I recently viewed the excellent documentary "The Fall of Fujimori" about Peruvian President Alberto Fujimori. Fujimori was elected President in 1992 on a populist platform, during a time when Peru was being sacked by both radical insurgent groups and abject poverty. As you can probably see from the photo (left), Fujimori's win was surprising, as he championed himself the "President of the People" while, literally, looking nothing like them. (During his administration, Peruvians often chanted "Viva El Chino!" and hailed him as "Our President the Chinaman.")
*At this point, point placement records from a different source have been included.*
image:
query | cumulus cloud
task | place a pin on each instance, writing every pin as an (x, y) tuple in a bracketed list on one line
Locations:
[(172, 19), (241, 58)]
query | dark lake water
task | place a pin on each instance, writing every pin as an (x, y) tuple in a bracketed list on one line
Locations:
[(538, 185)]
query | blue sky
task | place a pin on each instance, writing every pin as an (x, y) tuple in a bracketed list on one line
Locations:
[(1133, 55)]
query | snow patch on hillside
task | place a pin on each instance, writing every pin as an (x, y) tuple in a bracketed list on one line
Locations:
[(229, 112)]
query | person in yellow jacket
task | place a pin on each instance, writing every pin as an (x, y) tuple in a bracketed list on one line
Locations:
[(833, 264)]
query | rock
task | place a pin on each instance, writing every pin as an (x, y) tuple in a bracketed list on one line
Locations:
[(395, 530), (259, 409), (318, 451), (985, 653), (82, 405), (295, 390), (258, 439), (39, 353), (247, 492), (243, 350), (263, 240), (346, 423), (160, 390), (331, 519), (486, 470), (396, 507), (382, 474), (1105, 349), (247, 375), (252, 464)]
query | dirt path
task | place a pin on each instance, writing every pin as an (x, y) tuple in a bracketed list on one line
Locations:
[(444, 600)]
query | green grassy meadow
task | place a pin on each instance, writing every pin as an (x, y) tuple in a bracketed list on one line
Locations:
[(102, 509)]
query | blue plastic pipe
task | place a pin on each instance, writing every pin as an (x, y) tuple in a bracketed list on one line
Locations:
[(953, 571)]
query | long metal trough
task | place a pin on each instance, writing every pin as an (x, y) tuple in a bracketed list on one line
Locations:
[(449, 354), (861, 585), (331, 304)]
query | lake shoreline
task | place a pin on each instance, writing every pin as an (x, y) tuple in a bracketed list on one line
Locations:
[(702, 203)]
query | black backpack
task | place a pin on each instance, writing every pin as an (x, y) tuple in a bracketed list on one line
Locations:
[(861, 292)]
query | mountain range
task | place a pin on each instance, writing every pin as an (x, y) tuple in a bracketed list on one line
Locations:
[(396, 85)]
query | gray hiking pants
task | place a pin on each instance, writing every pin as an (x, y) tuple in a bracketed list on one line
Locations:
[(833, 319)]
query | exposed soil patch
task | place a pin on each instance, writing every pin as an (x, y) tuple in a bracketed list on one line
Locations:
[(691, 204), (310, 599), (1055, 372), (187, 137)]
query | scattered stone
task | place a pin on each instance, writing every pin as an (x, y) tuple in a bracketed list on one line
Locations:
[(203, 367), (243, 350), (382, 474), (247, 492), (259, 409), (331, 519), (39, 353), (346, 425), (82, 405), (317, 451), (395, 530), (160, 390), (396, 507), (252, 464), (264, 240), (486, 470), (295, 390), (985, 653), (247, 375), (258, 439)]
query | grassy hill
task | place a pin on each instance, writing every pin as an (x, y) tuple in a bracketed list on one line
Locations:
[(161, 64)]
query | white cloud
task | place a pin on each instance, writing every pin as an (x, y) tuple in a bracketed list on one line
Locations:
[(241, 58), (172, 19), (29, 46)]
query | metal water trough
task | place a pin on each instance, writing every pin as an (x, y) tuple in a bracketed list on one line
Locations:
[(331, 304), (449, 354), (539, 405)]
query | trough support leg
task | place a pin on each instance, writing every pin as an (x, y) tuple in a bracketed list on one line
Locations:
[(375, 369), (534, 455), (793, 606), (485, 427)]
After being sworn into office, Fujimori declared an unremitting "war on terror" against two insurgent groups: The Shining Path (led by philosophy professor and communist revolutionary Abimael Guzman) and the MRTA (Tupac Amaru Revolutionary Movement). Without recounting in detail a whole decade of Peruvian history, let me just say that Fujimori's "war on terror" quickly devolved into a terrorist regime of its own. The National Intelligence Service formed death squads to eliminate (what we would now call) "enemy combatants," bribed and puppeteered most of the Congress, effectivly eliminated civil rights and shut down most of Peru's free press. Fujimori even pronounced a "self-coup" at one point, rescinding the Constitution and "suspending" democracy until he could get the country under control.
I highly recommend the film, which really needs to be seen in full to appreciate the comparison that I want to make. But, let it suffice to say that the resonances between Fujimori's administration and our current U.S. administration are more than a bit disturbing. Recently, I've been writing on Derrida's claim (in Rogues) that we must always remember that "the alternative to democracy can always present itself as a democratic alternative." Derrida was, of course, referring to the "suspension" of democracy in Algeria, but the insight here is hardly limited to Algeria (or Peru). Deferrals of democracy or basic democratic practices, in the name of protecting democracy, ought to worry us.
The recent decision to limit the rights of habeas corpus (overturning the Hamdi v. Rumsfeld decision) is scary. Especially given the fact that we still do not know the necessary conditions for being declared an "enemy combatant." Maybe it's too late to plead that history not repeat itself...
[PS- If anyone has ever read the book Bel Canto, I think the hostage situation in an embassy that serves as the central plotline of that story is taken from a similar event during Fujimori's administration. Watch the film and you can't miss the similarities.]